Personally, I’m convinced the bulbs were defective. Or, like entitled offspring who believe they’re due significant benefits, these bulbs foolishly expected proper soil pH and the right combination of nutrients and perhaps water. When none of the above was adequately appropriated, they petulantly decided to die. The good news here is that my fundamental philosophy of plant propagation and garden design is intact: Ho hum and may the strong survive.

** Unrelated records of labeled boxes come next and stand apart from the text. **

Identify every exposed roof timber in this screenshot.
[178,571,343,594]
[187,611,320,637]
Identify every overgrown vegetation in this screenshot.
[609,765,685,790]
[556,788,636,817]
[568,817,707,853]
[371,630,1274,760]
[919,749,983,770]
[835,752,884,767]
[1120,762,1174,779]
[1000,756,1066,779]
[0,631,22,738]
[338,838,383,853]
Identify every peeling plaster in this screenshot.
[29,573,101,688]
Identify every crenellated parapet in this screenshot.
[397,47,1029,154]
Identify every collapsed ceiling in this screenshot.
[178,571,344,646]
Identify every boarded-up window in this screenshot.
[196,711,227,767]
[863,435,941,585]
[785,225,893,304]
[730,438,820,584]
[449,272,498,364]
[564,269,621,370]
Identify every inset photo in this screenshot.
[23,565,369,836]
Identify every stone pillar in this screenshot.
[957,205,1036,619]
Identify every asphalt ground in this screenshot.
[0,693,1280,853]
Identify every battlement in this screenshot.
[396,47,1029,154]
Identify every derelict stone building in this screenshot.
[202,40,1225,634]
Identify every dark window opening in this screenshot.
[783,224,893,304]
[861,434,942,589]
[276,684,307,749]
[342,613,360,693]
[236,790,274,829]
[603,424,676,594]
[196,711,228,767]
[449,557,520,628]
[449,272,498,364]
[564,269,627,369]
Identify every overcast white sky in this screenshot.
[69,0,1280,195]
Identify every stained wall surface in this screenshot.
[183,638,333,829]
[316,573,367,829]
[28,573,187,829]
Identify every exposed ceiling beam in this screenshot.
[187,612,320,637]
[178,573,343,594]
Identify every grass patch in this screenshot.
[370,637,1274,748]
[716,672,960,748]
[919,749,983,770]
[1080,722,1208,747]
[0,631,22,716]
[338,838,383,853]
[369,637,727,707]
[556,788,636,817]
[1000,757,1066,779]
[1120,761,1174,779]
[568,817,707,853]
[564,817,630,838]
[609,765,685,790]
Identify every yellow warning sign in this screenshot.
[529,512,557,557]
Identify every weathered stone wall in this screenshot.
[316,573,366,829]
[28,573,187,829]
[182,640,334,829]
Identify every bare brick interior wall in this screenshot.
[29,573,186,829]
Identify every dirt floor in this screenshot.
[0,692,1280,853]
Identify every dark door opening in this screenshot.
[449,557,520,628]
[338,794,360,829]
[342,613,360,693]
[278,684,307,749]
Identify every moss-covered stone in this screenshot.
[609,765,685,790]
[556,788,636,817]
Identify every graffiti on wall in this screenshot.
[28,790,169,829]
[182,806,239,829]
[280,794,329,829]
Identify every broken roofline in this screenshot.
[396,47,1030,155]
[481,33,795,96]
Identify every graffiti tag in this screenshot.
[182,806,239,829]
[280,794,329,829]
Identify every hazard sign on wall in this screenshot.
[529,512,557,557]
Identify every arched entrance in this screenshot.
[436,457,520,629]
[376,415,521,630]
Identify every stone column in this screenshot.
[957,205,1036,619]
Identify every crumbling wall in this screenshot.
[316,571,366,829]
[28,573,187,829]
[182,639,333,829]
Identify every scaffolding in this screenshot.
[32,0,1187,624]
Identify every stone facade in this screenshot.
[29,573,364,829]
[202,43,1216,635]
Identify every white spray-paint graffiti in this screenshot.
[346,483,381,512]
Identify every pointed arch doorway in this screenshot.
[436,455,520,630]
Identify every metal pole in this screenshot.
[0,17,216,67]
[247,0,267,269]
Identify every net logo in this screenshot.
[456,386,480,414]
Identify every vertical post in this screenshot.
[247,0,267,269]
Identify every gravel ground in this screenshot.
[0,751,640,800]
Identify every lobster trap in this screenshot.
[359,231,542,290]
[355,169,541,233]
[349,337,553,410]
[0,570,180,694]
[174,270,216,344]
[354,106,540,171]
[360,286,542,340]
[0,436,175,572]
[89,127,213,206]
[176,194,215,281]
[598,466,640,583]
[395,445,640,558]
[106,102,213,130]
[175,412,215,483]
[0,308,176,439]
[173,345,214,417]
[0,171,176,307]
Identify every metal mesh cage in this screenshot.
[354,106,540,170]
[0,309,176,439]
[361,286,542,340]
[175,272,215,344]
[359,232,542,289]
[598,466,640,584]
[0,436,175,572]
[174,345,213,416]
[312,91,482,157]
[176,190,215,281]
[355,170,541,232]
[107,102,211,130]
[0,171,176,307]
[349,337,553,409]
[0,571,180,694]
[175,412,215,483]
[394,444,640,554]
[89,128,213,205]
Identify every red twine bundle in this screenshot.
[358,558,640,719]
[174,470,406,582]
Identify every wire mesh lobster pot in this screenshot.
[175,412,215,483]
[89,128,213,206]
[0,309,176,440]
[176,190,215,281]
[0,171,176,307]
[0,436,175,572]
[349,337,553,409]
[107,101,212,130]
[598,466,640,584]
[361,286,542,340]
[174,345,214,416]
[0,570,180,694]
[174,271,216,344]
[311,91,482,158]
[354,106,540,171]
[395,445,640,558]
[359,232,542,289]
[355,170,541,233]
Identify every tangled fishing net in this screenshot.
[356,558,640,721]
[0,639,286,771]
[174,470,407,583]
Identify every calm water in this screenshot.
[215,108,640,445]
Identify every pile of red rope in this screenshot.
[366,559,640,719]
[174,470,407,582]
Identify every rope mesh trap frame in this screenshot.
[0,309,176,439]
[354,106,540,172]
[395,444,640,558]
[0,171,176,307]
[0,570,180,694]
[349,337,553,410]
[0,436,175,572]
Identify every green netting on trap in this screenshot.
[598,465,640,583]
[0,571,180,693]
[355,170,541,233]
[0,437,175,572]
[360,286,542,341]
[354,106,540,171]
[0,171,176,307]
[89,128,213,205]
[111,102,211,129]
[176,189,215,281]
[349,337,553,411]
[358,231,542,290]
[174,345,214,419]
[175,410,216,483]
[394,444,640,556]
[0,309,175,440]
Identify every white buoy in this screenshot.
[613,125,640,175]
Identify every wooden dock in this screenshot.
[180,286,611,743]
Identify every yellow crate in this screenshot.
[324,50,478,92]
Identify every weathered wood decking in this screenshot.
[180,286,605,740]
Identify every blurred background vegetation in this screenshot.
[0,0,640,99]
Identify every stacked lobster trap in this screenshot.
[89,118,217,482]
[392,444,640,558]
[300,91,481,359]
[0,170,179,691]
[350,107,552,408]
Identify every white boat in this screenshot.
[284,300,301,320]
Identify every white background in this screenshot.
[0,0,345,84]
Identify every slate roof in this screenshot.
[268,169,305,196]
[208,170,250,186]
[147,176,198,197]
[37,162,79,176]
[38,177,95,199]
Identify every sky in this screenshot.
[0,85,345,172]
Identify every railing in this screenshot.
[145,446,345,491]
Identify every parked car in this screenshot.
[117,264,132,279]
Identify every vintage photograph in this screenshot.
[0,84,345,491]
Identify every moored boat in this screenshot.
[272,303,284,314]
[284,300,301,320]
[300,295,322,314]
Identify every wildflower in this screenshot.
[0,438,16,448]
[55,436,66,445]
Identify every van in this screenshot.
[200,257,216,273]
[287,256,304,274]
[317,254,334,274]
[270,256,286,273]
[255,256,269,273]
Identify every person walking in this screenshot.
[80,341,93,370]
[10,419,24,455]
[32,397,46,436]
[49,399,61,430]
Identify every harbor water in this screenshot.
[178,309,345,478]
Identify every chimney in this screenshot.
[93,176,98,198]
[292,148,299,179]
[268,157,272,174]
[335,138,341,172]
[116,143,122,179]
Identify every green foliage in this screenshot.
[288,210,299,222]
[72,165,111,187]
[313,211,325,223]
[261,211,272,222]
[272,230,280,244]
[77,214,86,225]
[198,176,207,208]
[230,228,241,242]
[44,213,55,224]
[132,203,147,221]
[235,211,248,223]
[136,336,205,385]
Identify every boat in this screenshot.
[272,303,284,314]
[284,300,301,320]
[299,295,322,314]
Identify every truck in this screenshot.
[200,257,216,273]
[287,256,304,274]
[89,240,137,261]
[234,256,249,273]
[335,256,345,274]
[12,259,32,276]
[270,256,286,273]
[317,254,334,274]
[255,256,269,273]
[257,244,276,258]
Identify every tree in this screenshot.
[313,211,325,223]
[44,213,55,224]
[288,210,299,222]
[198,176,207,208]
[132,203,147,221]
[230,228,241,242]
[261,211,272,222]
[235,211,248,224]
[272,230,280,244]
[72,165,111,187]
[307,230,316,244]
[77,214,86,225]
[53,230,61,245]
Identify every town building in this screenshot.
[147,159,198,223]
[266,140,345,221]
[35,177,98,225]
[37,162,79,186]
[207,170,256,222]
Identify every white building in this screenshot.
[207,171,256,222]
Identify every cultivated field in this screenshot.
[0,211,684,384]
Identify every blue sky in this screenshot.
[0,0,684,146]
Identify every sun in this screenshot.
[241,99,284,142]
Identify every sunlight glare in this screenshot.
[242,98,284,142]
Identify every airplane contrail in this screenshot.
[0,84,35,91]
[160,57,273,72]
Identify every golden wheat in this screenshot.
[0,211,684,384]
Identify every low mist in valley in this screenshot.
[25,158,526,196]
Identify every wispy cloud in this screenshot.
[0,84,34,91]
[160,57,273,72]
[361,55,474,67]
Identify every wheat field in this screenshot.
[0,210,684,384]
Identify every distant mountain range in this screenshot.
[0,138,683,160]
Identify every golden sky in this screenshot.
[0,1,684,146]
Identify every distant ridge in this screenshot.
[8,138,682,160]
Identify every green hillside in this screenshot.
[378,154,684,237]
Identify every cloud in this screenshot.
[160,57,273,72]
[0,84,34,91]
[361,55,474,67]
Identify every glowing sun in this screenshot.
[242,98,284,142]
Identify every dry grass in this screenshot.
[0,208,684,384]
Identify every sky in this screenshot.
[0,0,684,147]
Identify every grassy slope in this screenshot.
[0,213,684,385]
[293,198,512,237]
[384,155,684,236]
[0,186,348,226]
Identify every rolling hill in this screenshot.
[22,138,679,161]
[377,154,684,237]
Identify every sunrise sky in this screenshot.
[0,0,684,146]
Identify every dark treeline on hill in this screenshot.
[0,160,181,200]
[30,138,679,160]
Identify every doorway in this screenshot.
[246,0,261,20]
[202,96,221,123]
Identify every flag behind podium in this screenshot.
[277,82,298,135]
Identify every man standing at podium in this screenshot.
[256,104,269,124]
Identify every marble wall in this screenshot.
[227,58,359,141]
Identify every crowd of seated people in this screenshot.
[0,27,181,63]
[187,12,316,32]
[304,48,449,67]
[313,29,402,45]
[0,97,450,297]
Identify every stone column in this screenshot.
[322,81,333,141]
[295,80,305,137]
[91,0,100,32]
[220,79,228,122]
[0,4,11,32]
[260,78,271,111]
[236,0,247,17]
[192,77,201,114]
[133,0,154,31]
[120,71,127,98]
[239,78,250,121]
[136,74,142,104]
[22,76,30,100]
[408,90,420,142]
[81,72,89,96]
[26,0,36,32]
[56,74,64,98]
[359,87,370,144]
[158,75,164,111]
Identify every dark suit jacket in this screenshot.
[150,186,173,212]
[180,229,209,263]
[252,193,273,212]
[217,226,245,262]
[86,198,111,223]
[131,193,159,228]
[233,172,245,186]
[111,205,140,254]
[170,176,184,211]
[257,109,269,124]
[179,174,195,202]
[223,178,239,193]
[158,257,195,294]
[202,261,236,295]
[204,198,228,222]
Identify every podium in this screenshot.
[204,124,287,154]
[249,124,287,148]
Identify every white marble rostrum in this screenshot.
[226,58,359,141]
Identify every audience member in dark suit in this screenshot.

Meanwhile, I’ll replant. I swear I’ll adjust soil pH this time. I’ll measure that planting depth with a transit. I’ll poll the neighbors about which bulb end is the pointy end. I’ll give the little lily turdettes the high-potassium diet they crave. I’ll even water, I swear.

Gauntlets—do you plant them pointy end up, or down?

Or I could plant something else altogether. Dandelions and vetch have demonstrated a clear willingness to grow anywhere in our yard, and I don’t have to lift a finger to have them propagate. But no, it’s going to be lilies. That open brown patch is a challenge, and I will respond. Meanwhile, I have some lovely river rocks that will look just dandy in that opening, and I can plant those with complete disregard for their pointy ends.